The campaign we began was never just about raising awareness. It was about livelihoods for women left without support. About education for daughters who had been sidelined. About psychosocial healing in communities fractured by stigma. And above all, it was about memory—because the pain of disappearance does not end when a name is recorded. It only begins there.


Today, we are standing at a threshold.

It could become another betrayal, written in the same tired ink of political compromise.Or it could be a rare turning point—a moment to finally center the truth, the victims, and the dignity they have protected so fiercely.

The law exists. The demands are clear.What’s missing is political courage, and the will to listen.
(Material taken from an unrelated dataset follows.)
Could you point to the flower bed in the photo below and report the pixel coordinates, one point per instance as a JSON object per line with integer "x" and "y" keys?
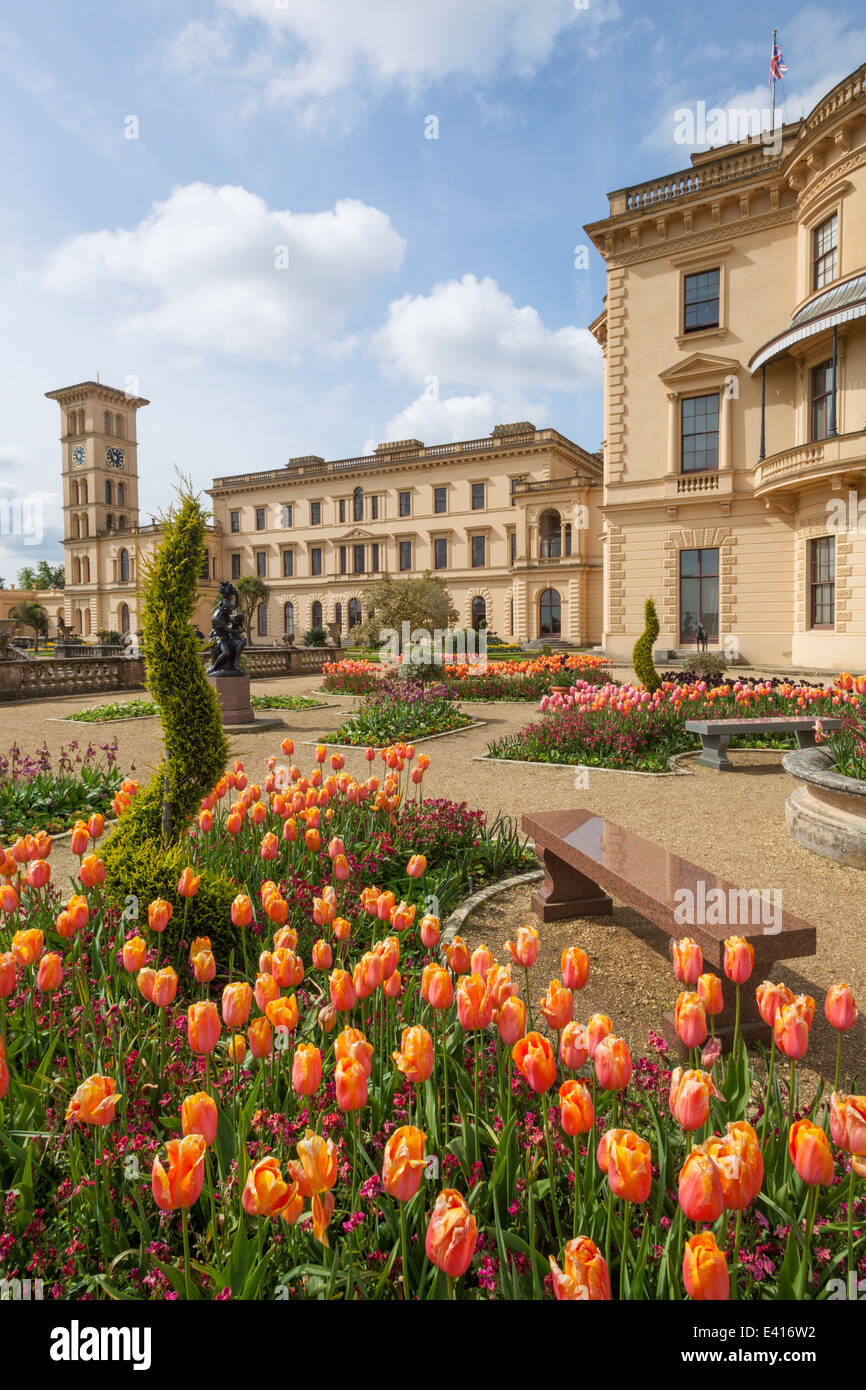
{"x": 401, "y": 709}
{"x": 334, "y": 1107}
{"x": 39, "y": 791}
{"x": 622, "y": 726}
Until that day comes, we continue.

We witness.We remember.We fight.


Because memory is resistance.Because a photograph is testimony.Because no child should grow up pointing at ghosts in an album, asking questions the state refuses to answer.

Because they are Invisible No More.

Through all these years, Ram Bhandari never stopped.

What began as his personal search for truth became a national movement. He helped grow NEFAD—the Network of Families of the Disappeared in Nepal—into a space of solidarity, dignity, and resistance.

And from there, he reached even farther, helping to co-found INOVAS—the International Network of Victims and Survivors of Serious Human Rights Abuses. A global effort, led not by experts or officials, but by survivors themselves.

I look at where we are now, and I feel not only sorrow, but gratitude for all the stories that shaped me.

Is because of them—because of these stories—that I find myself back on the frontline, still demanding what was promised: truth, accountability, and dignity for every family still waiting.